Dazed Net Stock Owners Ask, How Low Can They Go? Investing: Severe decline
calls into question assumptions about young companies' worth. 'You think, "There
goes my down payment," ' says one executive.
By JOSEPH MENN, Times Staff Writer

SAN FRANCISCO--Three weeks of devastating losses have demoralized even
some of the hardiest players in the Internet stock arena--from share-option-laden
Silicon Valley workers to Middle American day traders to veteran Wall Street
money managers.

With that backdrop, this week may bring the biggest test yet for the Net stocks
mania that has kept investors transfixed for much of the last year. Although
Internet investors are accustomed to volatility, the latest decline in many of the
stocks has been the longest and deepest in their young histories.

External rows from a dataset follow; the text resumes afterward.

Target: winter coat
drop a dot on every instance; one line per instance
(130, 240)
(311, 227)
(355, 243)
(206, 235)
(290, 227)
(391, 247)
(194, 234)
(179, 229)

The Interactive Week index of 49 Net-related shares has plunged 19% in three
weeks, with only feeble rally attempts interspersed. The index is off nearly 27%
from its record high reached April 26.

For many individual stocks, the damage has been much worse, with plenty off
50% to 70% from their 1999 peaks. The worst-hit include the industry's leaders,
such as Amazon.com, EBay and America Online.

And last week, new stock offerings by companies such as Net florist
1-800-Flowers.com and Internet Gold, Israel's leading Net service provider, fell
below their initial offering prices--a disaster for the companies, their investors and
the stocks' underwriters.

The wealth destruction--albeit on paper--has been enormous, just as
the buildup of wealth in these stocks since spring 1998 had been
enormous. "You think, 'There goes my down payment,' " said Krista Thomas of
Inernet holding company CMGI Inc., which owns pieces of e-mail provider
Critical Path and online marketer Engage Technologies.

In front of computers and TVs across the country last week, professional and
novice investors alike watched their screens as they would car wrecks.

At a San Francisco investment conference, money manager Langwith
Manion kept checking a stock chart of AOL. He pointed to where the stock's last
great slide had ended, at about $90 a share in June. This time, the stock fell
through that level, ending Friday at $84.75.At its peak in April, AOL fetched
$175.50 a share, valuing the companyat nearly $200 billion. The question that's
been asked about Net stocks many times over the last year--whether this is the
final burst of the bubble--is again topic A. But with more urgency.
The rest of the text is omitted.